Ainsi, Mme [Z] ne démontre pas le report du point de départ du délai de prescription en 2022.
Enfin, et surtout, Mme [Z] est doublement irrecevable à poursuivre la nullité du contrat de vente et subséquemment celle du contrat de crédit affecté, en ce qu’étant non seulement prescrite en son action, elle n’a pas de plus fort attrait à la procédure de première instance et d’appel le vendeur, à savoir la société Prévoyance Habitat ou son mandataire judiciaire pour le cas où celle-ci serait en procédure collective.
S’agissant de l’action en responsabilité initiée contre la BNP Paribas Personal Finance, le délai de prescription court à compter du déblocage des fonds. S’il n’est pas justifié de cette date de déblocage, il résulte toutefois d’un courrier de la banque Solféa du 22 mai 2013 que celle-ci a accepté le financement et communiquait à Mme [Z] le contrat de crédit et une demande d’autorisation de prélèvement, lui indiquant que les fonds seraient versés au professionnel chargé de la réalisation des travaux à réception de l’attestation de fin de travaux (elle-même n’étant pas non plus communiquée) ; il résulte également du contrat d’achat régularisé avec EDF que l’installation a été raccordée le 1er février 2016.
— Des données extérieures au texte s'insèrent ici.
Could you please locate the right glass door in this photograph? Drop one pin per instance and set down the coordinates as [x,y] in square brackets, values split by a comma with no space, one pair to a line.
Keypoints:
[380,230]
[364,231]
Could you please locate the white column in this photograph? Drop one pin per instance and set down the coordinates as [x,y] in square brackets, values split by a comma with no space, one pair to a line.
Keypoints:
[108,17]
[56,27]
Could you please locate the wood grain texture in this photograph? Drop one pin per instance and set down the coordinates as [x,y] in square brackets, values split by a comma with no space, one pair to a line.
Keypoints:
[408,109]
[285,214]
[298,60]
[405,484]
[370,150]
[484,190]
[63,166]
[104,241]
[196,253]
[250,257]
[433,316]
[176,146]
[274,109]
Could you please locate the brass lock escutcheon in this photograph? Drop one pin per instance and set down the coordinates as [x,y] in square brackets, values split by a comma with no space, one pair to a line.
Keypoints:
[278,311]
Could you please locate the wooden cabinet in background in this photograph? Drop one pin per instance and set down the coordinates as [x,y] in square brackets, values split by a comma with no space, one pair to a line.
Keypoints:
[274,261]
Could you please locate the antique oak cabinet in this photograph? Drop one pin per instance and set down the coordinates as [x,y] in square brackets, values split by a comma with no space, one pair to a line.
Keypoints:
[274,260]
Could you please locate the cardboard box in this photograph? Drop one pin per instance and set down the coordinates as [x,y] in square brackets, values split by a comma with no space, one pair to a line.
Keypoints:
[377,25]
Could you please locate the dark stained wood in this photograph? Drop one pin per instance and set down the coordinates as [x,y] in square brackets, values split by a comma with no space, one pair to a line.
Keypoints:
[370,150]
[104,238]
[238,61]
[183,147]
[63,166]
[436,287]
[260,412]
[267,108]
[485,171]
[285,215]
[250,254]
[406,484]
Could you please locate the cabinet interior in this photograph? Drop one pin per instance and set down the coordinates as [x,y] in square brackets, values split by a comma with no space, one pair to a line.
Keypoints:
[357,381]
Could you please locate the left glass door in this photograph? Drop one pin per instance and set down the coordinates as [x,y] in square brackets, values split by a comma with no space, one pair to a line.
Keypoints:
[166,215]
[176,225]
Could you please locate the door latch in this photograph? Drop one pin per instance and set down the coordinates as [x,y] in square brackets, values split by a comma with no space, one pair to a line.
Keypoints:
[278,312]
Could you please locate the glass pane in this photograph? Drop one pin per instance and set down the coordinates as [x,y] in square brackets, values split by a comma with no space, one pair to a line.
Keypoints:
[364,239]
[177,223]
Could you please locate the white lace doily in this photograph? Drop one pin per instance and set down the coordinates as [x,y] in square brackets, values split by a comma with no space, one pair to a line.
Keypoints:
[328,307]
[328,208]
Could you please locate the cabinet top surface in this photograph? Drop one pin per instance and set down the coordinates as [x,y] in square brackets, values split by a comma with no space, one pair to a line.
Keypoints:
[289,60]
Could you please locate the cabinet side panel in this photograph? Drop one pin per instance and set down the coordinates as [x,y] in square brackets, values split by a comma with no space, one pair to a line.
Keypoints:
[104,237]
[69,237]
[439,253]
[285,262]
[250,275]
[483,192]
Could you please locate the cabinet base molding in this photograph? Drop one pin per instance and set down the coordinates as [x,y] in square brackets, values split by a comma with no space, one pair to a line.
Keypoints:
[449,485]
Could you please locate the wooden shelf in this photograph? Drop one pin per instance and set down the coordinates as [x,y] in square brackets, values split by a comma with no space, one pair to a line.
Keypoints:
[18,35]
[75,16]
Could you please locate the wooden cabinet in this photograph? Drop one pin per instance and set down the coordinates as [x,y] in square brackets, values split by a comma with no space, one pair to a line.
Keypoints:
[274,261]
Il se déduit de ces informations que le déblocage des fonds est intervenu au plus tôt en mai 2013 et au plus tard en février 2016, soit en tout état de cause plus de cinq ans au jour de la délivrance de l’assignation du 30 décembre 2022.
Au vu de l’ensemble de ces constatations et considérations, Mme [Z] a été à bon droit déclarée irrecevable en son action comme étant prescrite ; le jugement est en conséquence confirmé, par motifs ajoutés.
Sur la demande de dommages et intérêts de la banque
La BNP Paribas Personal Finance sollicite, par infirmation du jugement déféré, que les dommages et intérêts qui lui ont été alloués à hauteur de 1.000€ soient portés à la somme de 5.000€ en réparation du préjudice occasionné par la mauvaise foi procédurale de Mme [Z] qui a agit en justice plus de 10 ans après les contrats litigieux. Cette demande ne sera pas accueillie, l’allocation de la somme critiquée s’avérant réparer justement le préjudice de l’intimée.
Sur les mesures accessoires
Succombant dans son recours, Mme [Z] est condamnée aux dépens d’appel et conserve la charge de ses frais irrépétibles exposés devant la cour ; elle est condamnée à verser une indemnité de procédure d’appel à la BNP Paribas Personal Finance.
Les mesures accessoires de première instance sont par ailleurs confirmées.
PAR CES MOTIFS
La cour, statuant publiquement, par arrêt contradictoire,
Confirme le jugement déféré,
Y ajoutant,
Condamne Mme [O] [W] [Z] épouse [L] à verser à la BNP Paribas Personal Finance une indemnité de procédure de 2.000€ pour l’instance d’appel,
Déboute Mme [O] [W] [Z] épouse [L] de sa demande présentée en appel sur le fondement de l’article 700 du code de procédure civile,
Condamne Mme [O] [W] [Z] épouse [L] aux dépens d’appel.
Prononcé par mise à disposition de l’arrêt au greffe de la cour, les parties en ayant été préalablement avisées dans les conditions prévues au deuxième alinéa de l’article 450 du code de la procédure civile,
Signé par madame Clerc, président, et par madame Burel, greffier auquel la minute de la décision a été remise par le magistrat signataire.